Netflix’s To The Bone is a romanticised, unrealistic portrayal of what it is really like to have anorexia

The love story overshadows the complexity of an eating disorder


Netflix’s latest release, To The Bone, explores the story of 20-year-old Ellen who suffers from anorexia nervosa and her hospitalisation from the illness. The film has been named as the new 13 Reasons Why for exactly the same controversial and potentially dangerous reasons – the trigger warning that comes with it can do more harm than good. This contains spoilers.

It is graphic and harrowing, making it difficult to watch and highlights the struggles faced by both an anorexia sufferer and their family. However, this is about the only thing that it does well.

The film completely undermines the complexity of the disorder. Even eating disorder (ED) charity BEAT were forced to release a statement today explaining their issue with the portrayal that anorexia is caused completely by problems within the family unit, as the film suggests. BEAT highlight “eating disorders are complex, with no one single cause”. The film is completely one-dimensional by ignoring any other potential cause for such a difficult illness.

 

Instead of purely focusing on the disease, as you’d expect, the storyline soon becomes more of a kind of teenage love story. We are somewhat distracted from the struggles faced by the sufferers due to the rollercoaster relationship of a young couple who fall in love when they meet at the ED treatment facility.

Being a Netflix film, they evidently felt the need to add a romantic edge to the storyline. However this soon becomes the entire focus of the story and various points in the film become completely unrealistic and almost ridiculous. Teens dancing arm and arm in the rain simply because of their overwhelming love is almost laughable.

The overly romanticised undertones to the film aren’t the only problem. Of course, being about mental health, there will always be the argument of triggering. To The Bone is a potential trigger for individuals struggling with anorexia, implying not only an overly romantic and fantastical idea of the illness, but also a completely incorrect and unrealistic portrayal of the long and difficult road to recovery.

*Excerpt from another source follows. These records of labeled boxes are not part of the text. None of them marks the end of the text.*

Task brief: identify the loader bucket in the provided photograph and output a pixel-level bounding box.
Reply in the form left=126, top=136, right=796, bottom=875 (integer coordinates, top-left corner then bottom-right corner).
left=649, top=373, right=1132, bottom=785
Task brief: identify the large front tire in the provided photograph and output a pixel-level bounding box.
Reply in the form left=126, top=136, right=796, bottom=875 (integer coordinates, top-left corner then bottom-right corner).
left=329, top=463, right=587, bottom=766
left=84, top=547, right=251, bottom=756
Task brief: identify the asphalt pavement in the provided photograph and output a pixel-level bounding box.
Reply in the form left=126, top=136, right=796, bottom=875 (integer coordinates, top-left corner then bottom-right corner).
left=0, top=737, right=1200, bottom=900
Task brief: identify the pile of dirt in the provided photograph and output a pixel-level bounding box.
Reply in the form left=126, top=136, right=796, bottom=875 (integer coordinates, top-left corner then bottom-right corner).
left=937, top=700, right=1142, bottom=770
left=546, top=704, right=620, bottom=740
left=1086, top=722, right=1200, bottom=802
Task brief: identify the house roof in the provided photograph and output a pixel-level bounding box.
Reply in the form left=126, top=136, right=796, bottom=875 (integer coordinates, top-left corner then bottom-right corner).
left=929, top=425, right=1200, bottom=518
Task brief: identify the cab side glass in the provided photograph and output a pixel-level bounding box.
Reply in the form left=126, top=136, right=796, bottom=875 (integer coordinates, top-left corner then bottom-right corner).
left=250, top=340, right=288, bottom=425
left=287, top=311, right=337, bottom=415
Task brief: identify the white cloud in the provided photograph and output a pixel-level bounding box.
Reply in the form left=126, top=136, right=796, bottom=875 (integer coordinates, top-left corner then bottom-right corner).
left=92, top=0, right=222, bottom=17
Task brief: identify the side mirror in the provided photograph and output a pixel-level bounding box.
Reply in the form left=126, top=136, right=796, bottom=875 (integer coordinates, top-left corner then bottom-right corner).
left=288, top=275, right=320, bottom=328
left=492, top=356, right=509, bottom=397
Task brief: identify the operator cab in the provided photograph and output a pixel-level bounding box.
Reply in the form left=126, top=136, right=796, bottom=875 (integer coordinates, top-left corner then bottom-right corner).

Openly discussing and even joking about important issues such as calorie counting and simply telling sufferers to “just eat” isn’t just insulting but in fact it is completely irresponsible, as we can already see through floods of tweets filling Twitter after film was released this morning.

Already on Tumblr, pro anorexia (pro ana) hashtags are using imagery from To The Bone with tags such as #perfection, #thinspiration and #eatless associated with it.

The ending of the film is predictable (of course it is, it’s a romance) and sadly, right to the end, doesn’t fully tackle the true struggles of individuals with an ED. The film ends with Ellen having some kind of epiphany simply through a conversation with her mother, from which she wakes up and becomes a whole new person because of it. It is absurd.

The story doesn’t necessarily suggest that Ellen becomes immediately better after the very obviously fictionalised and film-like dream which she finds herself in. However, the idea that from this single moment, Ellen will go from being on the brink of death to on the straight and simple road to recovery is quite frankly, pathetic.

As it attempts to suggests at the beginning of the film, the recovery of an individual with any mental illness is never easy, nor is it quick. But, To The Bone barely highlights this, and instead overly romanticises in an irresponsible portrayal that is insulting to those currently trying to deal with and hopefully recover from these horrendous illnesses.